[SPARK-10868] monotonicallyIncreasingId() supports offset for indexing #14568

tedyu · 2016-08-09T20:14:26Z

What changes were proposed in this pull request?

This PR adds offset to monotonicallyIncreasingId()

How was this patch tested?

Existing tests.

SparkQA · 2016-08-09T20:19:48Z

Test build #63458 has finished for PR 14568 at commit 4a4e247.

This patch fails Scala style tests.
This patch merges cleanly.
This patch adds the following public classes (experimental):
- case class MonotonicallyIncreasingID(offset: Long = 0) extends LeafExpression with Nondeterministic

hvanhovell · 2016-08-09T20:25:58Z

Add a test?

hvanhovell · 2016-08-09T20:28:20Z

...yst/src/main/scala/org/apache/spark/sql/catalyst/expressions/MonotonicallyIncreasingID.scala

@@ -40,13 +40,14 @@ import org.apache.spark.sql.types.{DataType, LongType}
      represent the record number within each partition. The assumption is that the data frame has
      less than 1 billion partitions, and each partition has less than 8 billion records.""",
  extended = "> SELECT _FUNC_();\n 0")
-case class MonotonicallyIncreasingID() extends LeafExpression with Nondeterministic {
+case class MonotonicallyIncreasingID(offset: Long = 0) extends LeafExpression


Check if this still works in SQL. We might have to change offset into a literal expression. See HyperLogLogPlusPlus or NTile for examples of this.
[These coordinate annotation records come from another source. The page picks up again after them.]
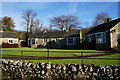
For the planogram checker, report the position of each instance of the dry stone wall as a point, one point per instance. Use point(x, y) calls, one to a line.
point(16, 70)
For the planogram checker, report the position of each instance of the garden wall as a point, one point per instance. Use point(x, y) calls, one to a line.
point(49, 71)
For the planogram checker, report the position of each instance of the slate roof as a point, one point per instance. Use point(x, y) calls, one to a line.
point(55, 34)
point(9, 35)
point(104, 27)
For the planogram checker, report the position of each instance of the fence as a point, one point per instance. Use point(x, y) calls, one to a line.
point(82, 56)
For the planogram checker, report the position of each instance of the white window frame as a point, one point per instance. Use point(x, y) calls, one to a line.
point(102, 38)
point(36, 41)
point(89, 38)
point(10, 40)
point(45, 40)
point(57, 40)
point(72, 39)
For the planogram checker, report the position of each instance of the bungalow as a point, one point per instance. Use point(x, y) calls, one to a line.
point(55, 39)
point(105, 36)
point(9, 39)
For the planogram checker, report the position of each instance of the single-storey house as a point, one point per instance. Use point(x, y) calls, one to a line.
point(105, 36)
point(55, 39)
point(9, 39)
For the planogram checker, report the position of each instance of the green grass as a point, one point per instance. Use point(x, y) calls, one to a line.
point(63, 53)
point(115, 56)
point(79, 61)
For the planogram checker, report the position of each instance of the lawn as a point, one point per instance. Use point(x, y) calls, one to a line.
point(16, 52)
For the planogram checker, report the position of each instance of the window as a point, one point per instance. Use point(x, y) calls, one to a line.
point(57, 40)
point(104, 37)
point(89, 38)
point(10, 41)
point(45, 40)
point(70, 41)
point(34, 41)
point(101, 38)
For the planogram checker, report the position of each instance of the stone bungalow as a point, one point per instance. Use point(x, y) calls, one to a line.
point(9, 39)
point(105, 36)
point(55, 39)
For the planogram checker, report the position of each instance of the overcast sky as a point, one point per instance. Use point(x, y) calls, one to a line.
point(85, 11)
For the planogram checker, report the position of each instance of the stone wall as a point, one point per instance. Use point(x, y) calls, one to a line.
point(16, 70)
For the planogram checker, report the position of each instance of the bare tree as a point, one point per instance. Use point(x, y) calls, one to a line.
point(100, 18)
point(7, 24)
point(28, 17)
point(37, 25)
point(65, 22)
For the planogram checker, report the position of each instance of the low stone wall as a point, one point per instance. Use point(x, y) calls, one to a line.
point(49, 71)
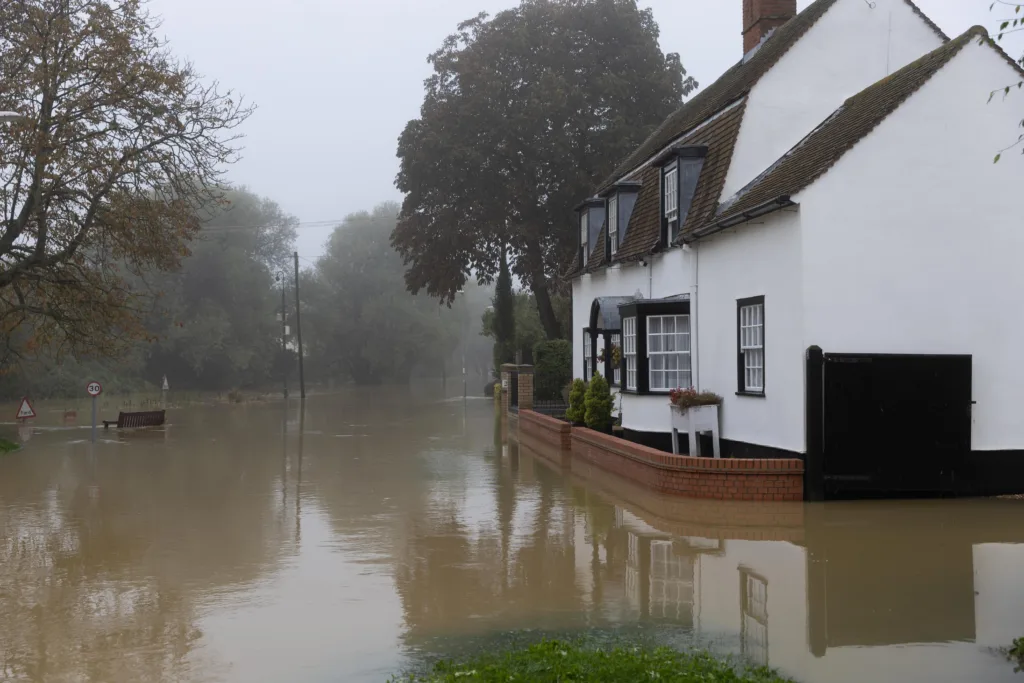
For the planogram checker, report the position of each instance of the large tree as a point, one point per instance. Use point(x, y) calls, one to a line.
point(523, 116)
point(361, 322)
point(100, 181)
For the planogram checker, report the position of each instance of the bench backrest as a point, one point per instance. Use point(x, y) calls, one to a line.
point(147, 419)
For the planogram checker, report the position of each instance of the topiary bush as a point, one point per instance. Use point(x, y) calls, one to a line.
point(599, 403)
point(578, 395)
point(552, 368)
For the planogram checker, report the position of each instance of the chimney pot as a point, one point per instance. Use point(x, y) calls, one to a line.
point(760, 16)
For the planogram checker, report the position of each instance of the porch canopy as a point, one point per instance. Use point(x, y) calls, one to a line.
point(604, 313)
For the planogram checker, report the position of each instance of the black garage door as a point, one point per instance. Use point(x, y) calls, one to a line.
point(894, 424)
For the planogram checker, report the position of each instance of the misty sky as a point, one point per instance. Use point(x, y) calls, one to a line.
point(337, 80)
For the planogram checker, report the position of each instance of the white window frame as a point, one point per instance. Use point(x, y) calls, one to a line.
point(671, 190)
point(584, 236)
point(588, 355)
point(752, 345)
point(664, 347)
point(612, 224)
point(616, 369)
point(630, 351)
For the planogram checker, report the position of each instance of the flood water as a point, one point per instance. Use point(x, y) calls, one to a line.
point(374, 531)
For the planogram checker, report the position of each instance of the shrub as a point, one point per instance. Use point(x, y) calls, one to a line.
point(684, 398)
point(578, 395)
point(599, 403)
point(552, 368)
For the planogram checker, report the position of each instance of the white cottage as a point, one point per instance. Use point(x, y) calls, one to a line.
point(821, 237)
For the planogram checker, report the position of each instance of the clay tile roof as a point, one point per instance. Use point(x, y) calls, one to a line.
point(825, 145)
point(733, 84)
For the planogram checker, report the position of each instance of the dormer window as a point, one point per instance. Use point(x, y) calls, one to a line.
point(591, 216)
point(584, 241)
point(680, 172)
point(612, 224)
point(671, 194)
point(619, 205)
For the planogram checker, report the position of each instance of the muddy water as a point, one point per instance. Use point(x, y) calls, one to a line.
point(366, 535)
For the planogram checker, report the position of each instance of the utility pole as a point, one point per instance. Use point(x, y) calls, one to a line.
point(298, 330)
point(284, 334)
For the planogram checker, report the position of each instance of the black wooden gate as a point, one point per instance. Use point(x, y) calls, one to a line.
point(514, 391)
point(893, 425)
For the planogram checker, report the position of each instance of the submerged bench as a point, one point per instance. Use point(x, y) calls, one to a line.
point(133, 420)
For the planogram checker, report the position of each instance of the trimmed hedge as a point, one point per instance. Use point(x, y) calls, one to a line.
point(552, 368)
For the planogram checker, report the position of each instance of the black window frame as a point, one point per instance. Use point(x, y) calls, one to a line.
point(641, 310)
point(676, 158)
point(741, 389)
point(588, 342)
point(584, 247)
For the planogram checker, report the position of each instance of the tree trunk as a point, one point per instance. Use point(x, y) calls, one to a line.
point(551, 326)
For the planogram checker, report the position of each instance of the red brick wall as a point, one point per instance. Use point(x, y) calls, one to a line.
point(734, 479)
point(550, 431)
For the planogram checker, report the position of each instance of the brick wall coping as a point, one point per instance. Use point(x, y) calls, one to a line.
point(664, 461)
point(545, 421)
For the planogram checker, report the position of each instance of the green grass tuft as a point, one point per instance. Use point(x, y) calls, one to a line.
point(555, 660)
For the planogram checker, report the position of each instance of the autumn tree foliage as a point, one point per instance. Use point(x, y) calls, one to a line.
point(525, 114)
point(102, 180)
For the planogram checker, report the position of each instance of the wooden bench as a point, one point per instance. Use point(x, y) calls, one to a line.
point(134, 420)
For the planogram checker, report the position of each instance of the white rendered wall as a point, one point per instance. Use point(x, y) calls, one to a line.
point(849, 48)
point(912, 242)
point(760, 258)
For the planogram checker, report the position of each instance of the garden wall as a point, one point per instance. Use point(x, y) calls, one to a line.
point(734, 479)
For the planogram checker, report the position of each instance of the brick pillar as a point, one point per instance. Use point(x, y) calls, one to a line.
point(506, 376)
point(525, 387)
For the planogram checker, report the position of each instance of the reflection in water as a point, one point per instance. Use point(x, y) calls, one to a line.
point(365, 532)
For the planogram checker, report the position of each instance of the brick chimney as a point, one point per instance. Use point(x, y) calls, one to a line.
point(760, 16)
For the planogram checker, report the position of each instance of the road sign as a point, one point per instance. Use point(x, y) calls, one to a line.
point(26, 412)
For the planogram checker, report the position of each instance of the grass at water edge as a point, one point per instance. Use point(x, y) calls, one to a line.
point(557, 660)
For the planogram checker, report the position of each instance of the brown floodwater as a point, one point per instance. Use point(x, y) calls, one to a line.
point(375, 531)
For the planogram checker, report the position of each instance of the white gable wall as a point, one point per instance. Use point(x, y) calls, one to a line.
point(850, 47)
point(912, 242)
point(759, 258)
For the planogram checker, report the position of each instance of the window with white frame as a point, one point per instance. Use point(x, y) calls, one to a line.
point(613, 224)
point(671, 193)
point(630, 351)
point(669, 352)
point(751, 316)
point(588, 355)
point(616, 368)
point(584, 229)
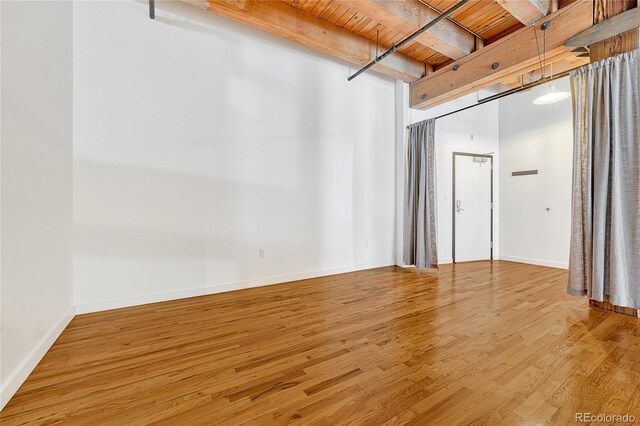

case class HyperLogLogPlusPlus( child: Expression, relativeSD: Double = 0.05, mutableAggBufferOffset: Int = 0, inputAggBufferOffset: Int = 0)

The change seems to be in line with HyperLogLogPlusPlus ctor.

It calls one of these constructors: https://github.com/apache/spark/blob/master/sql/catalyst/src/main/scala/org/apache/spark/sql/catalyst/expressions/aggregate/HyperLogLogPlusPlus.scala#L62-L72

SparkQA · 2016-08-09T20:54:18Z

Test build #63462 has finished for PR 14568 at commit ea77d78.

This patch fails Scala style tests.
This patch merges cleanly.
This patch adds no public classes.

hvanhovell · 2016-08-09T21:12:34Z

sql/core/src/main/scala/org/apache/spark/sql/functions.scala

   * @group normal_funcs
-   * @since 1.6.0
+   * @since 2.0.1


Lets make this 2.1.0. Could you also add a little bit of documentation on the offset? One line suffices.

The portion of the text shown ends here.